Re: [PATCH] rebase: use reflog to find common base with upstream

Martin von Zweigbergk <martinvonz@xxxxxxxxx> · Mon, 21 Oct 2013 23:24:14 -0700

On Mon, Oct 21, 2013 at 4:24 AM, John Keeping <john@xxxxxxxxxxxxx> wrote:
> On Sun, Oct 20, 2013 at 10:03:29PM -0700, Martin von Zweigbergk wrote:
>> On Wed, Oct 16, 2013 at 11:53 AM, John Keeping <john@xxxxxxxxxxxxx> wrote:
>> > Commit 15a147e (rebase: use @{upstream} if no upstream specified,
>> > 2011-02-09) says:
>> >
>> >         Make it default to 'git rebase @{upstream}'. That is also what
>> >         'git pull [--rebase]' defaults to, so it only makes sense that
>> >         'git rebase' defaults to the same thing.
>> >
>> > but that isn't actually the case.  Since commit d44e712 (pull: support
>> > rebased upstream + fetch + pull --rebase, 2009-07-19), pull has actually
>> > chosen the most recent reflog entry which is an ancestor of the current
>> > branch if it can find one.
>>
>> It is exactly this inconsistency between "git rebase" and "git pull
>> --rebase" that confused me enough to make me send my first email to
>> this list almost 4 years ago [1], so thanks for working on this! I
>> finished that thread with:
>>
>>   Would it make sense to teach "git rebase" the same tricks as "git
>> pull --rebase"?
>>
>> Then it took me a year before I sent a patch not unlike this one [2].
>> To summarize, the patch did not get accepted then because it makes
>> rebase a little slower (or a lot slower in some cases). "git pull
>> --rebase" is of course at least as slow in the same cases, but because
>> it often involves connecting to a remote host, people would probably
>> blame the connection rather than git itself even in those rare (?)
>> cases.
>>
>> I think
>>
>>   git merge-base HEAD $(git rev-list -g "$upstream_name")
>>
>> is roughly correct and hopefully fast enough. That can lead to too
>> long a command line, so I was planning on teaching merge-base a
>> --stdin option, but never got around to it.
>
> I'm not sure we should worry about the additional overhead here.  In the
> common case, we should hit a common ancestor within the first couple of
> reflog entries; and in the case that will be slow, it's likely that
> there are a lot of differences between the branches so the cherry
> comparison phase will take a while anyway.

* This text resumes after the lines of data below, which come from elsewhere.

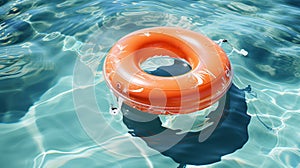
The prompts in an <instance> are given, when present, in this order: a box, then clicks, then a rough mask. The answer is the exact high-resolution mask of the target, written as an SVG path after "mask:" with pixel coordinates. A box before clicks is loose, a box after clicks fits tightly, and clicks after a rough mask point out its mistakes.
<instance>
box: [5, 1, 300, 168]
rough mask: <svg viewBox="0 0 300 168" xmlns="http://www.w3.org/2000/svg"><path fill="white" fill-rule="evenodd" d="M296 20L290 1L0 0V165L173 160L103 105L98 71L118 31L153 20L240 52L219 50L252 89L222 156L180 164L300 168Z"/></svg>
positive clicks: (237, 85) (127, 33)
mask: <svg viewBox="0 0 300 168" xmlns="http://www.w3.org/2000/svg"><path fill="white" fill-rule="evenodd" d="M299 20H300V6H299V4H298V3H297V2H296V1H293V0H274V1H272V2H271V1H270V2H269V1H258V0H249V1H229V0H224V1H216V0H210V1H192V0H189V1H183V0H170V1H160V0H159V1H150V0H145V1H132V0H122V1H121V0H114V1H104V0H98V1H97V0H92V1H86V2H85V1H79V0H70V1H57V0H54V1H49V2H46V1H41V0H36V1H28V0H16V1H9V0H2V1H0V100H1V105H0V136H1V138H0V153H1V157H0V167H84V166H85V167H178V166H179V163H177V162H176V161H174V160H173V159H172V158H171V157H169V156H167V155H165V154H162V153H160V152H159V151H158V150H156V149H155V148H153V147H152V148H151V147H149V146H148V145H147V143H146V142H145V141H144V140H143V139H142V138H140V137H138V136H133V135H132V134H130V132H131V133H132V130H131V129H130V128H129V127H127V126H128V123H126V122H124V121H125V120H124V117H123V115H122V113H110V107H111V106H112V105H113V106H118V104H117V103H118V102H117V101H116V100H115V98H114V96H112V93H111V92H110V91H109V89H108V88H107V86H106V83H105V81H104V78H103V74H102V66H103V62H104V59H105V56H106V53H107V51H108V50H109V49H110V47H111V46H112V45H113V44H114V43H115V42H116V41H117V40H118V39H120V38H121V37H123V36H124V35H126V34H128V33H131V32H132V31H135V30H138V29H142V28H147V27H153V26H176V27H182V28H185V29H190V30H193V31H196V32H201V33H203V34H205V35H206V36H208V37H210V38H211V39H213V40H219V39H227V40H228V41H229V42H230V44H231V45H232V46H234V47H236V48H238V49H245V50H246V51H248V55H247V56H246V57H244V56H241V55H239V54H237V53H232V54H230V57H229V59H230V61H231V63H232V67H233V71H234V79H233V83H234V85H235V86H237V87H238V88H241V89H242V88H246V87H247V86H248V85H251V89H252V90H251V92H247V93H245V97H246V103H247V115H249V116H251V119H250V123H249V124H248V125H247V133H248V135H247V136H248V139H247V141H246V142H245V144H244V145H243V146H242V147H241V148H239V149H237V150H235V151H233V152H231V153H229V154H226V155H224V156H222V158H221V160H220V161H217V162H214V163H210V164H206V165H187V167H222V168H223V167H263V168H265V167H272V168H273V167H287V168H288V167H299V166H300V143H299V139H300V134H299V133H298V132H299V131H298V127H299V123H300V88H299V85H300V56H299V53H300V45H299V43H300V25H299V24H298V22H299ZM222 47H224V50H225V51H226V52H227V53H230V51H231V47H230V46H229V45H226V44H223V45H222ZM126 124H127V125H126ZM231 127H232V128H234V129H238V127H237V126H236V125H232V126H231ZM223 140H224V139H222V138H220V142H223ZM205 150H209V149H205ZM174 152H180V151H174ZM185 152H186V151H185ZM209 152H211V151H208V153H209ZM195 154H197V153H195ZM201 154H203V151H201Z"/></svg>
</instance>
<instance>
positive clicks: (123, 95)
mask: <svg viewBox="0 0 300 168" xmlns="http://www.w3.org/2000/svg"><path fill="white" fill-rule="evenodd" d="M154 56H169V57H172V58H179V59H184V60H186V61H187V62H188V63H189V64H190V66H191V68H192V69H191V70H190V71H189V72H187V73H185V74H182V75H178V76H170V77H163V76H155V75H151V74H148V73H147V72H145V71H143V70H142V69H141V67H140V64H141V63H143V62H144V61H145V60H147V59H148V58H150V57H154ZM103 68H104V69H103V72H104V78H105V80H106V82H107V84H108V86H109V88H110V89H111V90H112V91H113V93H114V94H115V96H117V97H118V98H119V99H122V100H123V101H124V103H125V104H127V105H129V106H131V107H133V108H136V109H138V110H140V111H143V112H148V113H152V114H187V113H192V112H195V111H198V110H202V109H205V108H206V107H209V106H210V105H212V104H214V103H215V102H217V101H218V100H219V99H220V98H221V97H222V96H223V95H224V94H225V93H226V92H227V90H228V89H229V87H230V86H231V83H232V76H233V73H232V70H231V64H230V62H229V59H228V57H227V55H226V53H225V52H224V51H223V49H222V48H221V47H220V46H219V45H217V44H216V43H215V42H213V41H212V40H210V39H209V38H207V37H205V36H204V35H202V34H200V33H197V32H193V31H190V30H185V29H181V28H175V27H154V28H147V29H142V30H138V31H135V32H133V33H130V34H128V35H126V36H125V37H123V38H122V39H120V40H119V41H118V42H117V43H116V44H115V45H114V46H113V47H112V48H111V49H110V51H109V52H108V54H107V57H106V59H105V62H104V67H103Z"/></svg>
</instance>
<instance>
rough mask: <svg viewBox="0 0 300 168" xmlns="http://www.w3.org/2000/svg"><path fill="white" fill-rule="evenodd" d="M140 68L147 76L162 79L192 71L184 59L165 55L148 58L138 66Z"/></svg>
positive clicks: (191, 69) (186, 62) (155, 56)
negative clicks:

Perhaps true. I created a simple commit based on my origin/master@{1}
in git.git, which happened to be 136 commits behind origin/master.
Before (a modified version of) your patch, it took 0.756s to rebase it
(best of 5) and afterwards it took 0.720s.

And in a worse case: The same test with one commit off my
origin/master@{13}, 2910 behind origin/master, shows an increase from
2.75s to 4.04s.

And a degenerate case: I created a test branch (called u) with
1000-entry reflog from the output of "git rev-list --first-parent
origin/master | head -1000 | tac" and created the same simple commit
as before off of the end of this reflog (u@{999}). This ended up 3769
commits behind u@{0} (aka origin/master). In this case it went from
3.43s to 3m32s. Obviously, this was a degenerate case designed to be
slow, but I think it's still worth noting that one can get such O(n^2)
behavior e.g. if one lets a branch get out of sync with an upstream
that's very frequently fetches (I've heard of people running
short-interval cron jobs that fetch from a remote).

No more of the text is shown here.